Illinois State University Mathematics Department

 MAT 312: Probability and Statistics for Middle School Teachers Dr. Roger Day (day@math.ilstu.edu)

### Introduction to Multivariate Data Analysis

Introduction to Multivariate Data Analysis

We have devoted much attention to the essential characteristics of a one-variable, or univariate, data set. We have considered concepts and skills used to describe the characteristics of location, spread, and shape. We have learned how to generate measures of central tendency, measures of variation, and descriptions of the shape of a distribution. Perhaps most importantly, our emphasis has been on exploring the data and generating visual and numeric representations to help determine the very nature of a data set.

We now focus our attention on two-variable relationships, or bivariate data sets. Bivariate data sets have as their data values ordered pairs of data. Here is a bivariate data set. It shows the total points and total personal fouls for members of two professional basketball teams.

Does there appear to be any relationship between a player's points scored and his personal fouls? When presented with data sets with two or more variables, or multivariate data, a common question focuses on whether or not some relationship exists among the data.

As we extend our data exploration to multivariate data sets, we begin to explore relationships between the data. Once again, we strive to describe three essential characteristics of relationships: direction, strength, and shape. Concepts and skills associated with these characteristics can help us to effectively describe a multivariate data set.

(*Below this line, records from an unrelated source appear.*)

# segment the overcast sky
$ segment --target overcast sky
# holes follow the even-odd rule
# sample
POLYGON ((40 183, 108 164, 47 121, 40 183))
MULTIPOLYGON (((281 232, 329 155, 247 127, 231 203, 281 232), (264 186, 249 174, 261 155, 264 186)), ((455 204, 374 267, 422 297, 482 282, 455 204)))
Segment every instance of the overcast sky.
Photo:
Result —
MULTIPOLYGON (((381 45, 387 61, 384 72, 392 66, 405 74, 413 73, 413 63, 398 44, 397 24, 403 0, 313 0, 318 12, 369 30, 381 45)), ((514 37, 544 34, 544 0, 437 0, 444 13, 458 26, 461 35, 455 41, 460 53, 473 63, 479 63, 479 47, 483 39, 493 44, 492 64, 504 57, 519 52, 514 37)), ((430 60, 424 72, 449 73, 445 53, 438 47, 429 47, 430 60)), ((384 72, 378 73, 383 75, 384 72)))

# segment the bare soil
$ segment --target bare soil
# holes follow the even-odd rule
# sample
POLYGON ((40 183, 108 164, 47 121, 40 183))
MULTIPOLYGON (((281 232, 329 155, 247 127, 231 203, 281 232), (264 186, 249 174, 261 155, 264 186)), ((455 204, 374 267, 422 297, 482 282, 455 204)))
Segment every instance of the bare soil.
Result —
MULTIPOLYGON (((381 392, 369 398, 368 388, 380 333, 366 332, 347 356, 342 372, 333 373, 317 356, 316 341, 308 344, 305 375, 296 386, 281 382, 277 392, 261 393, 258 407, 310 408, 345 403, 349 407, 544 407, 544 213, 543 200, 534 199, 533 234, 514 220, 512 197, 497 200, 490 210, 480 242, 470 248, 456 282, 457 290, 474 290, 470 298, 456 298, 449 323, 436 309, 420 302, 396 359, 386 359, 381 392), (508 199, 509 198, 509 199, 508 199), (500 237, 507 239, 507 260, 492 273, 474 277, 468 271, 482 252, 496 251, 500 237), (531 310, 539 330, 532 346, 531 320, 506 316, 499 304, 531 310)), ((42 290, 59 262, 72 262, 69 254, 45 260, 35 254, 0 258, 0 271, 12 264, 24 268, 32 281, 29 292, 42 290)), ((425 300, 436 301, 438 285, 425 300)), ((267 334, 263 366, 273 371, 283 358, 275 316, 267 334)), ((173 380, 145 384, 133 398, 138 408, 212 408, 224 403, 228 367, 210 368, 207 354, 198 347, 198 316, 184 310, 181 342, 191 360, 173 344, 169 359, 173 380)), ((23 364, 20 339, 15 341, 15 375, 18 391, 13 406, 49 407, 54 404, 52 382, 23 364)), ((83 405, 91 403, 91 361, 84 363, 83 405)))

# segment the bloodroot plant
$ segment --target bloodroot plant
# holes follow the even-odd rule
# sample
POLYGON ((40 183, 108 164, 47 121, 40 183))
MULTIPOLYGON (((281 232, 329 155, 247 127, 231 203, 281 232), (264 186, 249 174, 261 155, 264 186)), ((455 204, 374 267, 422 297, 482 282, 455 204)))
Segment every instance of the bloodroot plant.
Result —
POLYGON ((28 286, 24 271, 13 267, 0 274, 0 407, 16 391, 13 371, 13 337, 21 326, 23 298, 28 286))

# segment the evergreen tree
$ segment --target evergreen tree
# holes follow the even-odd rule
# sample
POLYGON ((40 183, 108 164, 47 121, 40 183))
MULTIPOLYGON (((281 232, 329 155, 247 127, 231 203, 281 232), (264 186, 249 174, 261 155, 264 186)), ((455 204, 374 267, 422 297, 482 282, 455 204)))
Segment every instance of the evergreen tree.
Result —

Exploring Relationships Through Scatter Plots

To explore the data, we will create scatter plots of bivariate data. A scatter plot provides a first look at how two sets of data may relate to each other. We create a scatter plot with a traditional two-dimensional coordinate system, or what you may call an xy-plane. The data pairs that make up the data set are plotted as ordered pairs on the coordinate axes. Here is a scatter plot of the fouls-points data pairs from the table of values above.

Note these components of the scatter plot.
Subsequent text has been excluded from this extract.